Aux images : évocatrices ou provocatrices, le plasticien iconoclaste qu’est Castellucci, en les mettant au
point, semble doser finement des archétypes profondément enfouis avec des éléments empruntés à la
technologie contemporaine. Le clinique et le corrompu, le pur et l’obscène, le rituel et le dérisoire
paraissent parfois s’y greffer l’un sur l’autre pour produire des créatures scéniques inouïes.
Aux interprètes : on le sait, la Societas a souvent donné à voir des corps (malades, blessés, souffrants,
difformes) dont la censure est si profondément ancrée dans nos habitudes et nos modes traditionnels
de représentation qu’elle semble aller de soi. Ce retour de l’organique, subvertissant le primat du " beau
corps " de l’être humain adulte, rationnel et doué de langage, se complète naturellement d’une présence accrue de l’animal ou de l’enfantin. " Le geste polémique que nous avons à l’égard de la tragédie
attique ", écrit Castellucci, " est de ramener sur scène l’animal en faisant un pas en arrière. Repasser
la charrue sur ses propres pas, voir un animal en scène, signifie se rapprocher de la racine théologique
et critique du théâtre. Un théâtre prétragique renvoie, tout d’abord, à un théâtre enfantin ".
Enfin, la remise en cause et l’examen critique de toutes les fondations de l’art théâtral, tel que l’opèrent
les membres de la Societas, passent également par un approfondissement de leurs propres pratiques.

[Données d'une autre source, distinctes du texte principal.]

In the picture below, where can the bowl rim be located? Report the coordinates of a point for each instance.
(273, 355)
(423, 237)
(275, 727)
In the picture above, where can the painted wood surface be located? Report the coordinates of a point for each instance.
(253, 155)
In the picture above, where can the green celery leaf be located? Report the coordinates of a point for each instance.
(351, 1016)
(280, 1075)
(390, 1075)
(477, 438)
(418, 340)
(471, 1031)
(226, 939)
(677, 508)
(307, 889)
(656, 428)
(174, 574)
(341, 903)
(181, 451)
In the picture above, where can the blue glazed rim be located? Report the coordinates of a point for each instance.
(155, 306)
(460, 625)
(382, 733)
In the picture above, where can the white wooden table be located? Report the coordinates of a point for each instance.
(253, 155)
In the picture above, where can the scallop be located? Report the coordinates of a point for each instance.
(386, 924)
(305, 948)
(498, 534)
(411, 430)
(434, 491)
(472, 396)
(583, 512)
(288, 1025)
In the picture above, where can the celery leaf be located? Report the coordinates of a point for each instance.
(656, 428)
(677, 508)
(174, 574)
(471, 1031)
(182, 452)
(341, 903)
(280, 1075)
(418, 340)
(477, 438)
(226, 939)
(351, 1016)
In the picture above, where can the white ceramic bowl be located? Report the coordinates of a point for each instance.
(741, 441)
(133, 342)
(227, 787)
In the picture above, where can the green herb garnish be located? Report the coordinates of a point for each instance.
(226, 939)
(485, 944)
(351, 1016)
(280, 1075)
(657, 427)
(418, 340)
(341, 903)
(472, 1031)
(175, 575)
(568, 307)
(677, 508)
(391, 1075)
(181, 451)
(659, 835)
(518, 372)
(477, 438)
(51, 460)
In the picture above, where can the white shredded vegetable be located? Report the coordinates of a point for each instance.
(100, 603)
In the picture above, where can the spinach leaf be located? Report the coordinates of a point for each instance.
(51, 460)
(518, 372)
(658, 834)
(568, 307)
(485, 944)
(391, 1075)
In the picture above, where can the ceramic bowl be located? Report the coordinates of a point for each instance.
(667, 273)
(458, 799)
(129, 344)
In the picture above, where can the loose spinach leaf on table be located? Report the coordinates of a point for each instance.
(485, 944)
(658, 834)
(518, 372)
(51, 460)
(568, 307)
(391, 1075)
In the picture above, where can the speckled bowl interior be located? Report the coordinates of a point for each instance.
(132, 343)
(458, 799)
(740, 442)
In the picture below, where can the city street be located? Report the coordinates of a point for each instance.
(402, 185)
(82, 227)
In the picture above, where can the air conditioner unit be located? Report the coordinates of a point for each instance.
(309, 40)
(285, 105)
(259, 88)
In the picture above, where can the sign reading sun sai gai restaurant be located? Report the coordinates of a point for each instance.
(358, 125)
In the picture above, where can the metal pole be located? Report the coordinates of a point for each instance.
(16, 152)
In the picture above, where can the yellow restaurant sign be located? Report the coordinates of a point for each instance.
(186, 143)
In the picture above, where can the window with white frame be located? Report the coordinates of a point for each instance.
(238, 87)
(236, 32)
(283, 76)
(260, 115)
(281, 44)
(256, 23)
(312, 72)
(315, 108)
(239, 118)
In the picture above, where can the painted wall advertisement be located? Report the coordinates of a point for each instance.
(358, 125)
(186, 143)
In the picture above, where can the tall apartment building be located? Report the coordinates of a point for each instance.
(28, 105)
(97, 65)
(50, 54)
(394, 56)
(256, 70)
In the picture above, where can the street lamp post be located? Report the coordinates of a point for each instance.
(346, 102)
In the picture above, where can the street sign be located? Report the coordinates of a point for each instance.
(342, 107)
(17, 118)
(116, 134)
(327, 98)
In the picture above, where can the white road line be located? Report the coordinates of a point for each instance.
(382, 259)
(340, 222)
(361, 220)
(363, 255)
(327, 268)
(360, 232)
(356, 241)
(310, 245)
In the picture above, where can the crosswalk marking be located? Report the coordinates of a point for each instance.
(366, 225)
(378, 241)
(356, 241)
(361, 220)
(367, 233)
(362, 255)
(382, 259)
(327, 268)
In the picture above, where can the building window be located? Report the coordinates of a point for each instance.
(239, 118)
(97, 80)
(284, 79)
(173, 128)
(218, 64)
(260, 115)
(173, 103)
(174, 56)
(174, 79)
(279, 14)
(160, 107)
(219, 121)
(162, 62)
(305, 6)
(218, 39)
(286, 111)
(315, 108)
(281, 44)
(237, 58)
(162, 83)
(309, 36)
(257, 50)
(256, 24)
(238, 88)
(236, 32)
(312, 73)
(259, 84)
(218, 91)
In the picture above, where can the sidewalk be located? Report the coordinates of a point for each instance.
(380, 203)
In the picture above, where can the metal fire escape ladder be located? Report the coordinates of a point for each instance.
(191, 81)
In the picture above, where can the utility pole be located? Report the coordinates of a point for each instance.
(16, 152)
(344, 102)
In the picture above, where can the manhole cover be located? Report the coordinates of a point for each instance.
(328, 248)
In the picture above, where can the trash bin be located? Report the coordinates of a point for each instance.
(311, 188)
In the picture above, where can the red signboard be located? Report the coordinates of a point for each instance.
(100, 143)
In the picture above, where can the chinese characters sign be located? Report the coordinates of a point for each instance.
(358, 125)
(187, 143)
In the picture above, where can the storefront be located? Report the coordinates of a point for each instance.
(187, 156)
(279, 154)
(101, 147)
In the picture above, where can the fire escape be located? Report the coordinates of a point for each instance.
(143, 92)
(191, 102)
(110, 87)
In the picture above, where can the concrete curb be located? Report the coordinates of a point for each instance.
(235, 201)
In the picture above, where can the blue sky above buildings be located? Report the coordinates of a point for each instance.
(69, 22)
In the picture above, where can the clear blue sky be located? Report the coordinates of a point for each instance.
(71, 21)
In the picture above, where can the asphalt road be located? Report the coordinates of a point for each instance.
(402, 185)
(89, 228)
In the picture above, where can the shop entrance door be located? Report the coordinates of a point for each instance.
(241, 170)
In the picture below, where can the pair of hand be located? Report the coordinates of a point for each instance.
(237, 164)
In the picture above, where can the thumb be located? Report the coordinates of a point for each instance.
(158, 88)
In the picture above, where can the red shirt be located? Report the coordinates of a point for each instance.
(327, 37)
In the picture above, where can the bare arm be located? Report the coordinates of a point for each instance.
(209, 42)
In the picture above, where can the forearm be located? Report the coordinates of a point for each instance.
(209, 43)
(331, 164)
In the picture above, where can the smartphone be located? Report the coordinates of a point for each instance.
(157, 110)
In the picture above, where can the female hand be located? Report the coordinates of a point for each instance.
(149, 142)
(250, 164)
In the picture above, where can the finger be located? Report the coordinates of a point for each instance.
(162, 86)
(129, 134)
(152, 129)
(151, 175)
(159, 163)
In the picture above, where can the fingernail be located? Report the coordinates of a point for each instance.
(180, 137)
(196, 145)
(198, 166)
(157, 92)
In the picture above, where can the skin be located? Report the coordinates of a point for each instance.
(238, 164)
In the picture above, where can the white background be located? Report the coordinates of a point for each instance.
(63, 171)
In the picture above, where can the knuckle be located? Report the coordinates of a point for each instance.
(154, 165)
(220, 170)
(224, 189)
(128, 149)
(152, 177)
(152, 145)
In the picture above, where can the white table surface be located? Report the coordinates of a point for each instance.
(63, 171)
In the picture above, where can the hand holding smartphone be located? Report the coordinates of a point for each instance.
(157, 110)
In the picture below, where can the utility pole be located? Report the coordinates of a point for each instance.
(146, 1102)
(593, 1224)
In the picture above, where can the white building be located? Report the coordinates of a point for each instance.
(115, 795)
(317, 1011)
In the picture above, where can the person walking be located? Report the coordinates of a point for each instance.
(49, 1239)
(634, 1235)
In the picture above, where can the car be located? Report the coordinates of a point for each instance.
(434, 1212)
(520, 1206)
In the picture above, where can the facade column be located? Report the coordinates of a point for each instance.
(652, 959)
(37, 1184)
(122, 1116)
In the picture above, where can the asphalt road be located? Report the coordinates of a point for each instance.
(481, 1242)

De ce point de vue, le titre même de la Tragedia endogonidia annonce déjà un déplacement de la perspective, que confirment les textes de Claudia Castellucci : le " prétragique " investit dans ce nouveau
projet la tragédie même, qu’il s’agit en quelque sorte de produire à partir d’elle-même en la repliant
autour de sa propre origine, pour ensuite la redéployer, à chaque fois à nouveaux frais, dans chacune
des villes d’Europe qui jalonnent le projet, selon un processus cumulatif que la Societas compare tantôt à une parthénogenèse, tantôt à une mitose, tantôt à une dissémination de spores. Il n’est donc pas
possible de prédire quelle forme (la sixième) la Tragedia assumera à l’Odéon. Mais les spectateurs qui
ont assisté, à travers l’Europe, aux premières manifestations de cet " auto-engendrement intérieur
d’une forme tragique " y ont retrouvé la puissance évocatoire, les chocs et le trouble, l’étrangeté radicale qui font la marque de la Societas.